A minha inclinação à encaixes desde criança talvez seja um prenúncio de umas das coisas que mais me incomodam e incomodam a tantos outros: não encaixar.

Observando as crianças no meu lugar favorito de Vitória (foto acima) percebi o quanto excluir e deixar à parte funciona. Quem não obedecia a tia, ficava sentada no banco – meu banco – e não podia participar, se encaixar na brincadeira com as outras crianças…

Isso me fez pensar nas minhas próprias peças perdidas de quebra cabeça. A quantidade de peças que eu tentei encaixar mas que não serviam, porque eram peças maiores e eu ficava vagando no espaço vazio ou eram pequenas demais, e eu devia me espremer por entre os vãos até me encaixar.
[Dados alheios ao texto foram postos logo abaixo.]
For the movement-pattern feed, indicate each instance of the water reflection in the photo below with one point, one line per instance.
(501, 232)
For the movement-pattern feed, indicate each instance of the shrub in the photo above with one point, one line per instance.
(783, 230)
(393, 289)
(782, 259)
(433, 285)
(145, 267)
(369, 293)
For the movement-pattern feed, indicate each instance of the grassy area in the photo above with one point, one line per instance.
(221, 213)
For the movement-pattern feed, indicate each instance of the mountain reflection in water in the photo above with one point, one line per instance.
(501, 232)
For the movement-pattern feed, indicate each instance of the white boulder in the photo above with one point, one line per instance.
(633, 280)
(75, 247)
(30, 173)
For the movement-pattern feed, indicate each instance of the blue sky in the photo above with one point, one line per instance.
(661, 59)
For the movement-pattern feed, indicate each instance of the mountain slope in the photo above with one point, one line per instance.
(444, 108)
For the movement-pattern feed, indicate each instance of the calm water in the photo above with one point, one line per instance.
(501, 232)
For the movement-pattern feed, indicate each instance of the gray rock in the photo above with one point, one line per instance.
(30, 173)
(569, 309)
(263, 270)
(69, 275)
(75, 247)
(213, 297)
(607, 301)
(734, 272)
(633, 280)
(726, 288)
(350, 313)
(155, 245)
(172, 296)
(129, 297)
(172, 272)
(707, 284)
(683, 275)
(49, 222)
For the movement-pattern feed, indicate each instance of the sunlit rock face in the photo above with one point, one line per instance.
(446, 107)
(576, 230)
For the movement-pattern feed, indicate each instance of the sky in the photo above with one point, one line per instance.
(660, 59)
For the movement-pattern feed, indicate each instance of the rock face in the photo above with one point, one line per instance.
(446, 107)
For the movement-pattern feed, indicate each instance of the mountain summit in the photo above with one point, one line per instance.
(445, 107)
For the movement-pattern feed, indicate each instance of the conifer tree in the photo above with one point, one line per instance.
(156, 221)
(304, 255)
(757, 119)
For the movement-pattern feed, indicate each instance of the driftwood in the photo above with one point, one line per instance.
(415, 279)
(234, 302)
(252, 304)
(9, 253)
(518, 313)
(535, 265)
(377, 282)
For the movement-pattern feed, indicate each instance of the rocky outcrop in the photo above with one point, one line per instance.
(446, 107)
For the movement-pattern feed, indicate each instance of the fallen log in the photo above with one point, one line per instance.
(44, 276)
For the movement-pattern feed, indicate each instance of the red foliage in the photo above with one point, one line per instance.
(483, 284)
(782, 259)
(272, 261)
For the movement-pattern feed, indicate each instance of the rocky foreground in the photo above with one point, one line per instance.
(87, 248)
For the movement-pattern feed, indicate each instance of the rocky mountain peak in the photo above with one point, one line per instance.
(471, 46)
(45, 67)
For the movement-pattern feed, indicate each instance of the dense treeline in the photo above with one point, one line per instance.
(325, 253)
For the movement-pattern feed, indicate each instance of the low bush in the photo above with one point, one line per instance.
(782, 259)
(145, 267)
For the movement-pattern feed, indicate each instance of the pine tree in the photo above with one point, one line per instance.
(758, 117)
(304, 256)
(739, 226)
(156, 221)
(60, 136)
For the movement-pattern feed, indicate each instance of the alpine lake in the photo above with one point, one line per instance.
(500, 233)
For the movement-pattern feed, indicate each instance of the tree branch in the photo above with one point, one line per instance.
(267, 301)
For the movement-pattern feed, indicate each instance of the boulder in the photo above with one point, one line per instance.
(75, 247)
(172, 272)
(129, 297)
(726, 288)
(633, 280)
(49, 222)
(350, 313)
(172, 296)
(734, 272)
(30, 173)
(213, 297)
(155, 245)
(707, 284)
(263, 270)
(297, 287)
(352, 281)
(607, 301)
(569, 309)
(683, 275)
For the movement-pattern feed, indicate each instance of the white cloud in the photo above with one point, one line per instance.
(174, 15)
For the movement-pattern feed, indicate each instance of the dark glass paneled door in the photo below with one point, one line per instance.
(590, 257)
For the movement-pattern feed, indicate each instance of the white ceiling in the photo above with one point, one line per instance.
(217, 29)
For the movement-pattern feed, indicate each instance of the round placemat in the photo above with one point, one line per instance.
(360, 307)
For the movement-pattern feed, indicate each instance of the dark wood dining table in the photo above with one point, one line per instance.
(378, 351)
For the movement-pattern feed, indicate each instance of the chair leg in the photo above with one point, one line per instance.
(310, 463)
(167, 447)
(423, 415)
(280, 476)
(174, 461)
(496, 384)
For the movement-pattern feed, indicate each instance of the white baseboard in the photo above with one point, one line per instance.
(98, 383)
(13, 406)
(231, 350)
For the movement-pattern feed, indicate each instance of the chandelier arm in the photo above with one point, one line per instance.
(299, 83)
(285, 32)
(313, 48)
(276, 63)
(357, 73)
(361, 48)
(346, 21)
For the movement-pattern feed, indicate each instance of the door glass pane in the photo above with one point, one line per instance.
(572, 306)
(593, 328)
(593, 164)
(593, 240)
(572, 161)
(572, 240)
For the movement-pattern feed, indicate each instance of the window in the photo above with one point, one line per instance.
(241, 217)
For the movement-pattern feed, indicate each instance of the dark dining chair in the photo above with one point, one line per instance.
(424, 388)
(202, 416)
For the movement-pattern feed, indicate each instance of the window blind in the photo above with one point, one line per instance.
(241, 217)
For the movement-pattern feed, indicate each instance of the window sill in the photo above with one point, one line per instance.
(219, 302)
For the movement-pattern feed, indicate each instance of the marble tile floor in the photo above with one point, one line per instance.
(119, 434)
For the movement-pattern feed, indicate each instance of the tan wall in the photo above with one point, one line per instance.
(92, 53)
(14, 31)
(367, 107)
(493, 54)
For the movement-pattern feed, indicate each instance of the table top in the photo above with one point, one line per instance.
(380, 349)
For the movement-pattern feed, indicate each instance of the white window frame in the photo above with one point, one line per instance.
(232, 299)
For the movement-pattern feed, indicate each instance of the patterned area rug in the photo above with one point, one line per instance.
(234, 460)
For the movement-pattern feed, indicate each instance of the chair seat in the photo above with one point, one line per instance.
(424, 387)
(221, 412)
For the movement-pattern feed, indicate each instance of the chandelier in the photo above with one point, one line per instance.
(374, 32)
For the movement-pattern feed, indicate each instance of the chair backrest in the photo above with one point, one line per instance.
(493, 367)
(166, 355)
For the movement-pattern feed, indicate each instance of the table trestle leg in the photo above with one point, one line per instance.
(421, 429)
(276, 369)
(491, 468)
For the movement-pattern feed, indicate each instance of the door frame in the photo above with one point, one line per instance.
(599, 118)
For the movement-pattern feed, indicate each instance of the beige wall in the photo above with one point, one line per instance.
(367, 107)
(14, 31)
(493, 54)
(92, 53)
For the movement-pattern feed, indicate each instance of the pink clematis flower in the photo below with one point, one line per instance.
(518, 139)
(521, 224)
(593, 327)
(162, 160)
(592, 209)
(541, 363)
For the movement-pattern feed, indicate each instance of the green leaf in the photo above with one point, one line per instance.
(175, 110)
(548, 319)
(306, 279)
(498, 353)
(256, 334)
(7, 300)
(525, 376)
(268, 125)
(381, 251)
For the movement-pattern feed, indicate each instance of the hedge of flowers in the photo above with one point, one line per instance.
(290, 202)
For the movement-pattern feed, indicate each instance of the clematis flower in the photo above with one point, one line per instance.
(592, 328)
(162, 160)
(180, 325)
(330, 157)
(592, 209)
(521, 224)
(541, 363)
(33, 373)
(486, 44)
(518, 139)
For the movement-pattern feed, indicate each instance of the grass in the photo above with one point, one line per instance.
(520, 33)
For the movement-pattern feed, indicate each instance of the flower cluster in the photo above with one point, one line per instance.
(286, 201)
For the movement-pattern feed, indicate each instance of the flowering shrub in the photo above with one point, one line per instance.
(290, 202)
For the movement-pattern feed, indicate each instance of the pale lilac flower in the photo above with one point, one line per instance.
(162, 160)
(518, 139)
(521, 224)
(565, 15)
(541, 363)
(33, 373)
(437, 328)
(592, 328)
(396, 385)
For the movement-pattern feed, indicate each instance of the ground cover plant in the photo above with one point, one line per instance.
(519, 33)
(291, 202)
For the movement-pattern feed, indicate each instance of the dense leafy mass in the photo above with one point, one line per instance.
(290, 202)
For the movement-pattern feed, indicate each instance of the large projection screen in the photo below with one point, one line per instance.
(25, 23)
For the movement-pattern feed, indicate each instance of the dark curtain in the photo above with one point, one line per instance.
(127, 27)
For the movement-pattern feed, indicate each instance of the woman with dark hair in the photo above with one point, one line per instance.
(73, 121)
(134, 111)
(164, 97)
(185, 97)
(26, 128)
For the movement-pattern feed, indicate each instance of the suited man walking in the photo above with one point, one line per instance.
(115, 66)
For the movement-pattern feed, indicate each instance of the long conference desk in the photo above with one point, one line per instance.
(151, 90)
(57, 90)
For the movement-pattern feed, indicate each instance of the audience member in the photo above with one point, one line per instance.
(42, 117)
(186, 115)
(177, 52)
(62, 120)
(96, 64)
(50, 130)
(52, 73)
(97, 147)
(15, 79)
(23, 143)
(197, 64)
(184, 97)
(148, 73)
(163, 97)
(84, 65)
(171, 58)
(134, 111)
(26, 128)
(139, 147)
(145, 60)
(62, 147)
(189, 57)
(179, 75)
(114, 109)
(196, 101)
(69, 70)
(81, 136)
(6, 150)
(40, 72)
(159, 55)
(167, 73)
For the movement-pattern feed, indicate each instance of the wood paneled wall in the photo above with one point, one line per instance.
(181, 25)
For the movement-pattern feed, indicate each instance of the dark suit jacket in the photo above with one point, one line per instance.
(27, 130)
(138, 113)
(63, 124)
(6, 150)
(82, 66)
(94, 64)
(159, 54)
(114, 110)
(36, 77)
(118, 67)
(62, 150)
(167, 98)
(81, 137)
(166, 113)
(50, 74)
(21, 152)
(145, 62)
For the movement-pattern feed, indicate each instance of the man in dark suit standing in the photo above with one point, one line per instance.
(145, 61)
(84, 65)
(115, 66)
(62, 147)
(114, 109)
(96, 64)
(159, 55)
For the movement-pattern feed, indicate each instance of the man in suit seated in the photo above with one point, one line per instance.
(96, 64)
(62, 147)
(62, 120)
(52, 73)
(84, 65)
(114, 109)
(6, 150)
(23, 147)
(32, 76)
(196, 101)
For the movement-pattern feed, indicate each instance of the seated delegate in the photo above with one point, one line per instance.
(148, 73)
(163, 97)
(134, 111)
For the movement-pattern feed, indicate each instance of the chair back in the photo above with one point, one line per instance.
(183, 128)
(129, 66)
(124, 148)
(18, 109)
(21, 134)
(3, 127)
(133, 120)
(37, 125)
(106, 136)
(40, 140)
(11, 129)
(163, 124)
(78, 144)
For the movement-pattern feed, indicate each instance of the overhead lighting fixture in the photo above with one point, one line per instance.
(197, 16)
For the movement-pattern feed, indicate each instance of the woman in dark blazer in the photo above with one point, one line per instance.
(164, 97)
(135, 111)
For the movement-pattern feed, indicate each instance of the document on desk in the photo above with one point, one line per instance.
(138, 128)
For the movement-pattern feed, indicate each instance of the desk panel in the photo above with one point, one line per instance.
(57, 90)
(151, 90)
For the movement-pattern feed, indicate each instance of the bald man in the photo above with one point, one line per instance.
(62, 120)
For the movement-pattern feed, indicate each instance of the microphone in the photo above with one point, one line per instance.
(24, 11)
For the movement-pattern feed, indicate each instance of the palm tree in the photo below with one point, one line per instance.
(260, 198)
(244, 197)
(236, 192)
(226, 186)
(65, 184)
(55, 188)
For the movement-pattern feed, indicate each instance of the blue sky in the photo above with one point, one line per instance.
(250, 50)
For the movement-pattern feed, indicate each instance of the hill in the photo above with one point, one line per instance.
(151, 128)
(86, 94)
Já experimentou encaixar uma peça errada e, ao fazer força, todas as outras se espalharem? Era assim mesmo: eu acaba, por fim, despedaçada.

Desde então, o problema não tem sido achar outras peças de outros quebra-cabeças para encaixarem-se a mim. E sim procurar quais das minhas próprias espalhadas  se encaixam corretamente no quebra cabeça de mim.